Quando entro no mundo dos homens/mulheres eu gosto mesmo é de uma conversa vadia, com espaço escancarado para o humor, que vague sobre temas sem conexão alguma entre eles, erráticos, e que nos permitam navegar sem bússola, marinheiros sem medo de adernar. O que nem sempre é possível, mas como já ando correndo celeremente rumo aos “70”, insisto em encontros com vadios e vadias – de alma, está claro.

E eles e elas existem, eis minha convicção, aos borbotões, nos deixando apenas o trabalho de encontrá-los (as). O bom mesmo, a esta altura, é saber onde eles estão. Triste daquele que se nega, assim penso, a ser “alguém do seu tempo”, como se este senhor pudesse abrir mão da nossa companhia. 

E, cá para nós, poucas coisas me incomodam tanto nos dias que correm do que papo de militante intensivo, principalmente pela fragmentação de bandeiras que não admitem conversar entre si. Chavões, frases de efeito, polêmica fake,  expectativa de reação, a necessidade permanente do conflito ou, pelo contrário, da concordância absoluta, tudo isso me cansa e me carrega ao tédio. 

Na semana que passou, a vida me deu mais um presente, por mais que o que vem a seguir seja tão pouco para tantos. Eu assisti – disponível em streaming - ao filme Testamento, do lúcido provocador diretor canadense Denys Arcand. Que talento, este sujeito, e que pena que ele já chegou aos 83 anos! Fato concreto: com a mesma lucidez que ele nos apresentou em Invasões bárbaras e A era da Inocência (é dele também O declínio do império americano, inteligente e divertido, como tudo o que ele faz na sétima arte).

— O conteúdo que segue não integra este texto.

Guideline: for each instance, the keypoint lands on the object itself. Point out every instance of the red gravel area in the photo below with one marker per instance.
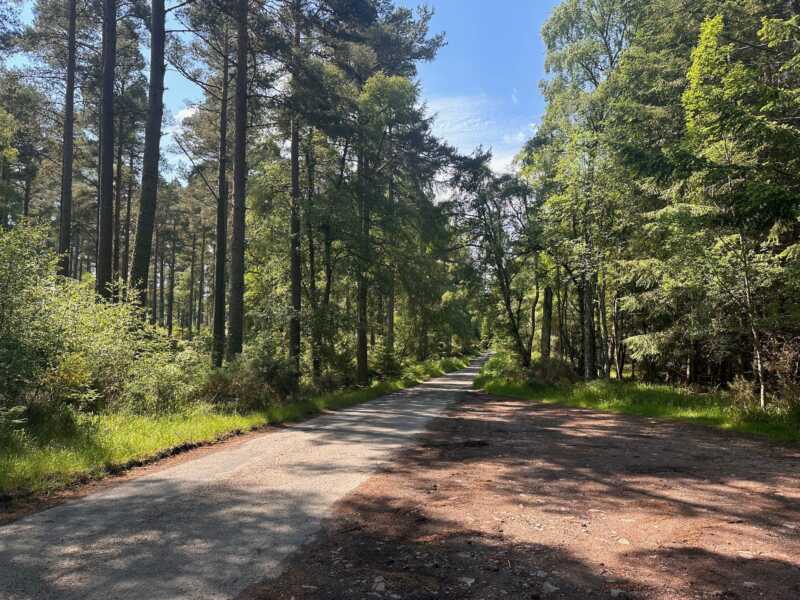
(508, 499)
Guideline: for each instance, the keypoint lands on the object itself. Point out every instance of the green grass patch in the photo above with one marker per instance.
(71, 447)
(658, 401)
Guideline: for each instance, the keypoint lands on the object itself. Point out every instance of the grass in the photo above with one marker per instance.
(657, 401)
(74, 447)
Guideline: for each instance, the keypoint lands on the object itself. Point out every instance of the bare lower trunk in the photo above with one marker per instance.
(547, 321)
(218, 349)
(171, 295)
(105, 230)
(201, 274)
(236, 301)
(65, 213)
(148, 197)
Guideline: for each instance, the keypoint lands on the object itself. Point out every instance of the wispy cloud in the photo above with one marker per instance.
(467, 122)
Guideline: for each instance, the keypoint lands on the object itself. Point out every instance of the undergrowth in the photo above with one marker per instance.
(57, 449)
(501, 376)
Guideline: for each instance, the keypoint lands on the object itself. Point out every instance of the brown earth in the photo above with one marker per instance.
(508, 499)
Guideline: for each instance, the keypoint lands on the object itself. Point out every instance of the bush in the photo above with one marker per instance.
(551, 371)
(256, 379)
(28, 341)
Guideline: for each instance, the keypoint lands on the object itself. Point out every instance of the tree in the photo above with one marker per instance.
(105, 231)
(236, 301)
(65, 214)
(148, 197)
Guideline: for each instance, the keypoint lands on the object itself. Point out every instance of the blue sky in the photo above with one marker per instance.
(483, 86)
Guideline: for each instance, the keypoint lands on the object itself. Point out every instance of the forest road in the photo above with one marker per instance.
(208, 528)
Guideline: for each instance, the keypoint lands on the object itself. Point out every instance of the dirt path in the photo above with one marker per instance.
(209, 527)
(506, 499)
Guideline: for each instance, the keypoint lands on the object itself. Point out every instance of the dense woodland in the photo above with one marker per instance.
(318, 235)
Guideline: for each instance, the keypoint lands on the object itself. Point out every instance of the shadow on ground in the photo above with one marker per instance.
(505, 499)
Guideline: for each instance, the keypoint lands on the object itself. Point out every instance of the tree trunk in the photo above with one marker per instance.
(294, 220)
(619, 345)
(105, 230)
(547, 322)
(388, 342)
(171, 295)
(220, 253)
(190, 315)
(294, 252)
(160, 259)
(313, 292)
(153, 297)
(65, 212)
(236, 302)
(117, 216)
(201, 284)
(362, 370)
(26, 199)
(127, 248)
(148, 196)
(589, 368)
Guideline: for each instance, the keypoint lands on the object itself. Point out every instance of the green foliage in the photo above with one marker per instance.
(716, 410)
(63, 445)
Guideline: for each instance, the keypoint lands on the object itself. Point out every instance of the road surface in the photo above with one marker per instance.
(208, 528)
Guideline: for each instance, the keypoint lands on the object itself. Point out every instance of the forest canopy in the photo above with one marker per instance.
(320, 236)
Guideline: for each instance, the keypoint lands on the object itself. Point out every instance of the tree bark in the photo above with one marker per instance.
(388, 342)
(313, 292)
(589, 367)
(160, 258)
(294, 251)
(171, 295)
(105, 230)
(201, 284)
(153, 297)
(127, 248)
(65, 212)
(26, 202)
(236, 301)
(294, 227)
(220, 253)
(190, 315)
(117, 216)
(148, 196)
(547, 322)
(362, 369)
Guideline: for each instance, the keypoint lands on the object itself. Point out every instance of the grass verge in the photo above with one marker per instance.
(73, 448)
(646, 400)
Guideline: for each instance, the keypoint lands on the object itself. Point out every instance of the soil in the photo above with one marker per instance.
(509, 499)
(13, 508)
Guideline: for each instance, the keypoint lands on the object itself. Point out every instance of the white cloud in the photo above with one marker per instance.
(185, 113)
(467, 122)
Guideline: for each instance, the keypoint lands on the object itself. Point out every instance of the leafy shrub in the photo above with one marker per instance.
(551, 371)
(256, 379)
(28, 341)
(163, 382)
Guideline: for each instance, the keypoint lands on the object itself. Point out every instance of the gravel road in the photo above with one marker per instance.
(210, 527)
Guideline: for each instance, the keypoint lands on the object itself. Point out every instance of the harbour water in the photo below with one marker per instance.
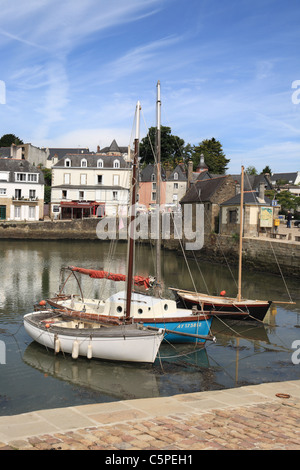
(32, 378)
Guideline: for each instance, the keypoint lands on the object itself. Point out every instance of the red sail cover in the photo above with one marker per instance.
(138, 280)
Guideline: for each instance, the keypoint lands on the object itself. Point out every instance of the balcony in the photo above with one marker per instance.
(24, 199)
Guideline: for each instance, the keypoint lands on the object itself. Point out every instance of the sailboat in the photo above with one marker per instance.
(109, 340)
(228, 307)
(154, 311)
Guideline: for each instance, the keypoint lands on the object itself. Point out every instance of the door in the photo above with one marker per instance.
(2, 212)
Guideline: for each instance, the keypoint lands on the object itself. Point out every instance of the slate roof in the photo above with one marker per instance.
(180, 172)
(91, 159)
(61, 152)
(4, 152)
(251, 182)
(147, 172)
(114, 148)
(202, 191)
(250, 197)
(290, 177)
(20, 166)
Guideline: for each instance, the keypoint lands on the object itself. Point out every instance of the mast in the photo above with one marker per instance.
(241, 235)
(158, 176)
(134, 183)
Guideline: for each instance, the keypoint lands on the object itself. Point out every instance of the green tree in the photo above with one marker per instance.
(214, 156)
(251, 170)
(286, 199)
(8, 139)
(172, 147)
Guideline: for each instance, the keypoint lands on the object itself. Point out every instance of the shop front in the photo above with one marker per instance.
(81, 210)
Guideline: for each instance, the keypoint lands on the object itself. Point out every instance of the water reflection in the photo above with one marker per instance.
(34, 378)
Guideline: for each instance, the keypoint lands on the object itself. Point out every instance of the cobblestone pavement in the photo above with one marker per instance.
(249, 418)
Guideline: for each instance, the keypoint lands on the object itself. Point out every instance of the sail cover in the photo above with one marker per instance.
(93, 273)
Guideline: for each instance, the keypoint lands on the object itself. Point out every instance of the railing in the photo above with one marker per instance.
(25, 199)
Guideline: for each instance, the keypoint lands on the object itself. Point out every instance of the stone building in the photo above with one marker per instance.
(21, 190)
(259, 213)
(85, 185)
(211, 192)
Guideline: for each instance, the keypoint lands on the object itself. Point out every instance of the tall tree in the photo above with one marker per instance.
(214, 156)
(251, 170)
(172, 147)
(8, 139)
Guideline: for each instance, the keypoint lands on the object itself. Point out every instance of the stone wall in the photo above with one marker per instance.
(258, 253)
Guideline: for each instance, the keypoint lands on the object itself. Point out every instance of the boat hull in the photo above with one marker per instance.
(182, 322)
(187, 327)
(118, 343)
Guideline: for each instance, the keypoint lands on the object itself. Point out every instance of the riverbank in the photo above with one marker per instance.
(255, 417)
(273, 255)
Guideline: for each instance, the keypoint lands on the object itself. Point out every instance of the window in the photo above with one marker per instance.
(67, 178)
(31, 214)
(21, 177)
(83, 178)
(4, 176)
(17, 212)
(232, 216)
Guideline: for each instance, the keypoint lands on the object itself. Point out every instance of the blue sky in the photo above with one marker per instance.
(74, 69)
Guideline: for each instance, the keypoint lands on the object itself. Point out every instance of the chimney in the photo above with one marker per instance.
(202, 166)
(261, 191)
(190, 172)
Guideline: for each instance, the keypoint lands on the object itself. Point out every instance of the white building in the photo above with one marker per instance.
(85, 185)
(21, 190)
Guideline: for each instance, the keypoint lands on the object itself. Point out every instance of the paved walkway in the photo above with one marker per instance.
(252, 417)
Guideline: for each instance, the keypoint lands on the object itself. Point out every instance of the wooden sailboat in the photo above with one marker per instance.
(117, 341)
(228, 307)
(155, 311)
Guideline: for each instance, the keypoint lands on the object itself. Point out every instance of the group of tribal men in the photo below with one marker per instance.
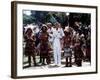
(53, 42)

No novo filme, ele debocha do politicamente correto sem sustentação real, baseado no “vamos nessa, que é bom à beça”! Arcand é um mestre na leitura do mundo, e assim mostra toda a sua obra. É como se ele parasse os movimentos da Terra, olhasse de cima e com um telescópio de grande precisão e alcance fosse invadindo os ambientes que são comuns às nações espalhadas pelo planeta. 

O que ele encontra?

A caricatura que nós teimamos em construir de nós mesmos, risíveis, se assim nos permitirmos, dolorosa aos que a negam. Já faz um bom tempo que eu não vejo – ou não via – um filme para dizer: - Voltarei a ele sempre que o cotidiano estiver um saco! É o mesmo sentimento que tenho em relação à obra inteira de Chaplin, ou Amarcord, de Fellini e de tantas outros enredos que o cinema produziu e tratou de tornar clássicos, imortais. 

Voltando ao tema lá de cima, gente, aquele papo de militante de causas passageiras ou da moda, com certezas demais e convicção de menos (é ver o filme de Arcand), matéria-prima para preencher corações e mentes vazios, já não encontra em mim muita paciência: 

“Coisa de velho”, direis.

E eu vos direi, no entanto:

- Samba de uma nota só, exclusivamente o de Tom Jobim (e Newton Mendonça).

Se o mundo é diverso e se a vida é tanta, nos rendemos à pobreza absoluta quando só enxergamos e nos interessamos por algo único, exclusivo, de luz tão intensa que cega todo o resto.

O vulgo já definiu bem a tal da “ideia fixa” (pois que seja temporária).